Enquanto saboreio minha modesta refeição, percebo diante da lanchonete um imponente edifício que desperta minha atenção. Trata-se da RB Construtora, uma empresa de porte considerável. 

"Tenho curso de secretariado" — murmuro novamente para mim mesma. Ao observar uma fila se formando em frente à empresa, a ideia de uma possível oportunidade me anima.

— Moça, sabe onde estão contratando? — pergunto à atendente do caixa, que sorri gentilmente.

— Nessa empresa, eles estão sempre com vagas, — ela responde com um sorriso acolhedor.

— Estava pensando nisso agora, será que essa fila é para deixar o currículo ou para entrevista? — pondero, buscando entender o propósito da movimentada fila diante da promissora RB Construtora.

— Pelo que sei, já fazem a entrevista na mesma hora; por isso, fica sempre essa fila — responde a atendente, esclarecendo o processo da empresa.

— Ótimo, estou no lugar certo, ainda bem que aquele prato não me sujou — digo com um sorriso, deixando-a um tanto confusa. — Obrigada pela informação, bom trabalho a você, vou tentar um para mim.

— Obrigado, espero que consiga, boa sorte — ela deseja enquanto me afasto.

— Estou precisando disso — murmuro, saindo da lanchonete com meu refrigerante, já que o salgado eu já havia devorado.
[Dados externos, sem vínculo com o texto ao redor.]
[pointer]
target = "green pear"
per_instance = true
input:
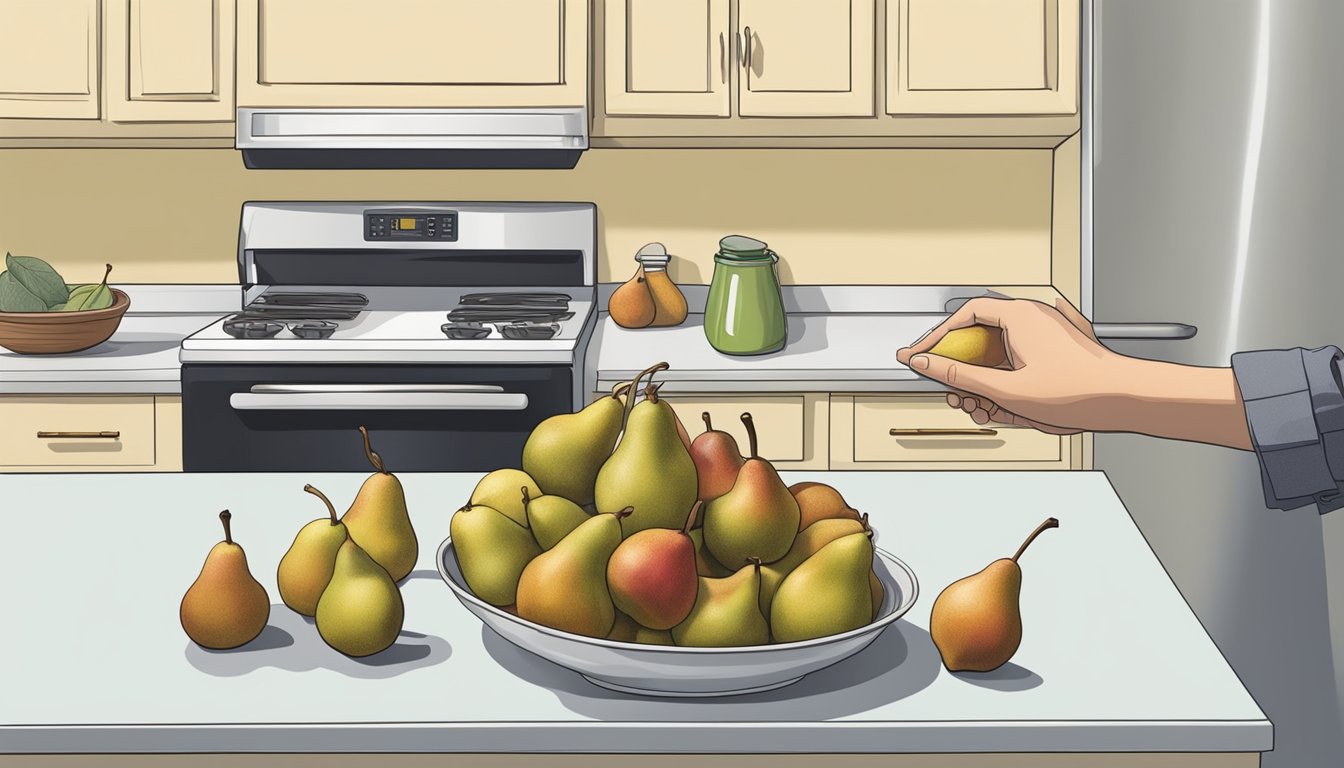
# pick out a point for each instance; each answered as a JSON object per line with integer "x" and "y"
{"x": 225, "y": 607}
{"x": 757, "y": 518}
{"x": 976, "y": 622}
{"x": 379, "y": 522}
{"x": 492, "y": 550}
{"x": 551, "y": 518}
{"x": 565, "y": 452}
{"x": 804, "y": 546}
{"x": 827, "y": 595}
{"x": 726, "y": 612}
{"x": 565, "y": 587}
{"x": 499, "y": 491}
{"x": 651, "y": 470}
{"x": 308, "y": 565}
{"x": 360, "y": 612}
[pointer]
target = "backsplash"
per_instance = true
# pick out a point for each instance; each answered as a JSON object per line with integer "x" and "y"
{"x": 833, "y": 215}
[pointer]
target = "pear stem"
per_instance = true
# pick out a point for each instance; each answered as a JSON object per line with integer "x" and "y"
{"x": 368, "y": 451}
{"x": 225, "y": 517}
{"x": 1048, "y": 523}
{"x": 690, "y": 519}
{"x": 331, "y": 510}
{"x": 750, "y": 425}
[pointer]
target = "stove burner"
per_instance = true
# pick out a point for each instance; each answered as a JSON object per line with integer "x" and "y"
{"x": 250, "y": 328}
{"x": 465, "y": 330}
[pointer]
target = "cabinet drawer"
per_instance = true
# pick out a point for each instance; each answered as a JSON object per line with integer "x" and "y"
{"x": 67, "y": 427}
{"x": 875, "y": 417}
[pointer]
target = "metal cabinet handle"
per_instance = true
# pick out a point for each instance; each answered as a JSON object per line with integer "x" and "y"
{"x": 929, "y": 432}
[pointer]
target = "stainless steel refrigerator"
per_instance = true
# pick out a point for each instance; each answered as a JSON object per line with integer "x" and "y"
{"x": 1216, "y": 187}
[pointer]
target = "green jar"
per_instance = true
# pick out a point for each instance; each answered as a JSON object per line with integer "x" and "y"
{"x": 745, "y": 312}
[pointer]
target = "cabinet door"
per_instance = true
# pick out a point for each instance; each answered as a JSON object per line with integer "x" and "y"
{"x": 410, "y": 53}
{"x": 667, "y": 58}
{"x": 49, "y": 58}
{"x": 983, "y": 57}
{"x": 807, "y": 58}
{"x": 170, "y": 61}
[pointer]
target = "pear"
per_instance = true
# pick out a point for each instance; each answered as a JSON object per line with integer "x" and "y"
{"x": 499, "y": 491}
{"x": 225, "y": 607}
{"x": 360, "y": 612}
{"x": 975, "y": 344}
{"x": 626, "y": 630}
{"x": 379, "y": 522}
{"x": 652, "y": 574}
{"x": 551, "y": 518}
{"x": 717, "y": 460}
{"x": 565, "y": 587}
{"x": 565, "y": 452}
{"x": 976, "y": 622}
{"x": 726, "y": 612}
{"x": 757, "y": 518}
{"x": 804, "y": 546}
{"x": 308, "y": 565}
{"x": 817, "y": 502}
{"x": 492, "y": 550}
{"x": 651, "y": 470}
{"x": 827, "y": 595}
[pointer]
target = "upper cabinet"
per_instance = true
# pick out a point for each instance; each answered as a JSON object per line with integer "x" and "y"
{"x": 671, "y": 58}
{"x": 981, "y": 57}
{"x": 49, "y": 58}
{"x": 170, "y": 59}
{"x": 807, "y": 58}
{"x": 410, "y": 53}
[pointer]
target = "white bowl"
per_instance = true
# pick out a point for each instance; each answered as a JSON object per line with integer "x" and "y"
{"x": 667, "y": 670}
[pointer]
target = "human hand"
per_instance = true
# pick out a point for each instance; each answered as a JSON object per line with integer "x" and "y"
{"x": 1057, "y": 377}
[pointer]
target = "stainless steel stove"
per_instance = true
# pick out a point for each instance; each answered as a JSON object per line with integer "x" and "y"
{"x": 448, "y": 328}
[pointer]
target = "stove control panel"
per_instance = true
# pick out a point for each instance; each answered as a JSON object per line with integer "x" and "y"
{"x": 410, "y": 225}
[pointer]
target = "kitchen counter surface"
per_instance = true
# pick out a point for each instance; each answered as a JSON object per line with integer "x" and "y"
{"x": 140, "y": 358}
{"x": 1112, "y": 658}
Enquanto aguardo na fila em frente à RB Construtora, o tempo passa lentamente até que chega minha vez. Sou recebida com cordialidade por uma mulher chamada Selena, como indicava o crachá dela. Ela conduz uma breve entrevista e grava um pequeno vídeo sobre minhas experiências. Ao final, recebo um copo de suco e a promessa de que retornarão caso eu seja selecionada. Deixo o local com uma faísca de esperança, algo que tem estado ausente em minha vida nos últimos tempos.